If once you get to a certain age, you can't write checks to people who are not licensed or not relatives, that would cut out a lot of this fraud. For those who don't like that, a simple process to go outside of the licensed wold be available. It would be a burden, but on the more capable, not the least capable, who now get fleeced all too often.

It could work as simply as sending you a post card on your 65th, 70th and 75th birthdays. Do nothing to get protected or check the box to go unprotected. Banks would simply check their list of family and the licensed before cashing checks.


Anonymous Anonymous said...

If I were an elderly person I would be offended by a law forcing me to ask permission from the government to write checks.

I like the phone idea. The mandatory part of the proposal is unacceptable. We're too much inclined to say "they're ought to be a law" when people do something ill-advised, and the regulation proposed would bring on another swamp of bureaucracy and lawsuits. We oughtn't make actions illegal because they might lead to a crime. And fraud is already illegal.

In addition to a phone that can accept only certain phone numbers there are myriad ways that the elderly and their guardians can protect against invasiveness. Let's look for voluntary means of dealing with such problems instead of adding more pounds to Leviathan and making it harder for everyone to do normal business. Which also kind of sounds invasive.

10:40 AM  
Blogger Al Brown said...

If you find the idea offensive, you can opt out easily as I proposed. If the hassle of doing that is too much for an older person, determining whether someone is trustworthy enough to do business with is probably already too much for that individual.

1:16 PM  
Blogger Al Brown said...

Yes, I too don't like the idea of increasing government control. A private solution is better than limiting what people can do just because they are aging.

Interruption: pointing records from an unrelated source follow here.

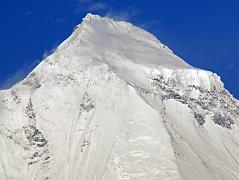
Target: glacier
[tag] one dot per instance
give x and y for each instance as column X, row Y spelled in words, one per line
column 114, row 103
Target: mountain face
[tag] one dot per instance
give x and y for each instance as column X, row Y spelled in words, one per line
column 114, row 103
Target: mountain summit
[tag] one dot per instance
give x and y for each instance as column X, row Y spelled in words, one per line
column 114, row 103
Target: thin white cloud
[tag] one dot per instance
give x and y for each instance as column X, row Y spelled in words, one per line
column 97, row 7
column 124, row 14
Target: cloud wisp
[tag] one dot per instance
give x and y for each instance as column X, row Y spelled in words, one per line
column 106, row 9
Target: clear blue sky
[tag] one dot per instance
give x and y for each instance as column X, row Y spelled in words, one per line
column 205, row 33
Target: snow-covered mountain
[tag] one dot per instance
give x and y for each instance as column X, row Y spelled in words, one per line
column 114, row 103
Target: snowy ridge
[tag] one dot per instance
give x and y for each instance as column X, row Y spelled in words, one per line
column 114, row 103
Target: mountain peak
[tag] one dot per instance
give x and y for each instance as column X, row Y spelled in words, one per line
column 113, row 102
column 90, row 17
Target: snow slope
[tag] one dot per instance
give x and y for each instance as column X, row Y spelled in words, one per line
column 114, row 103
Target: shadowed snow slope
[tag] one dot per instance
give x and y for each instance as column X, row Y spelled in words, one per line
column 114, row 103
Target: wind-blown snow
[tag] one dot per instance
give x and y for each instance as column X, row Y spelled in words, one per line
column 114, row 103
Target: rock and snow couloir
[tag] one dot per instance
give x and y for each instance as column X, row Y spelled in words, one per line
column 114, row 103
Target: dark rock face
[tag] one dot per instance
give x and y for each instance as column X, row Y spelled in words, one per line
column 216, row 101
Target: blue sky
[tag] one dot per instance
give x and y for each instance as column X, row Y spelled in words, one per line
column 205, row 33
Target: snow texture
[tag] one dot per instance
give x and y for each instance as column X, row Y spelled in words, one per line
column 114, row 103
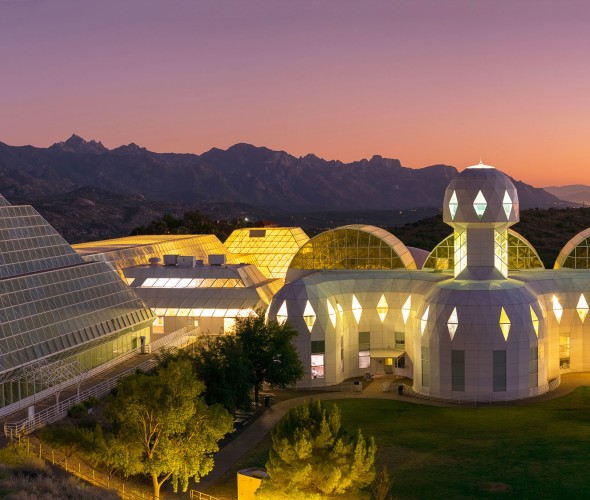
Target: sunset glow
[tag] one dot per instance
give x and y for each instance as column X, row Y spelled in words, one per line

So I think one way to approach this is for an organization like AARP to offer bank accounts and financial instruments that have these kinds of controls. And maybe AARP would already like to do that but are prevented from doing so by government regulation.

3:34 PM  
Anonymous Anonymous said...

As a social worker, I would have to recommend rethinking this idea... it goes against respecting an individual's right to self-determination. Also, it reeks of paternalism, which can be pretty damaging to a person's capacity to mainting independence, even when it is as well intentioned as your idea. I am not a libertarian, as you well know, but I still balk at the idea of "tricking" someone into any protective policy that is based on the assumption that because of their age they are now incompetent. I think it is up to family members and friends of vulnerable elderly to encourage them to seek assistance if we see them being victimized or injured through abuse or self-neglect. It is tricky territory to say that we should automatically deny them certain freedoms at a certain age, even if they can get around it. That just introduces one more hassle for them, and they have enough to deal with already in facing a fragmented health care system, long term care systems, ageist social and political institutions, etc.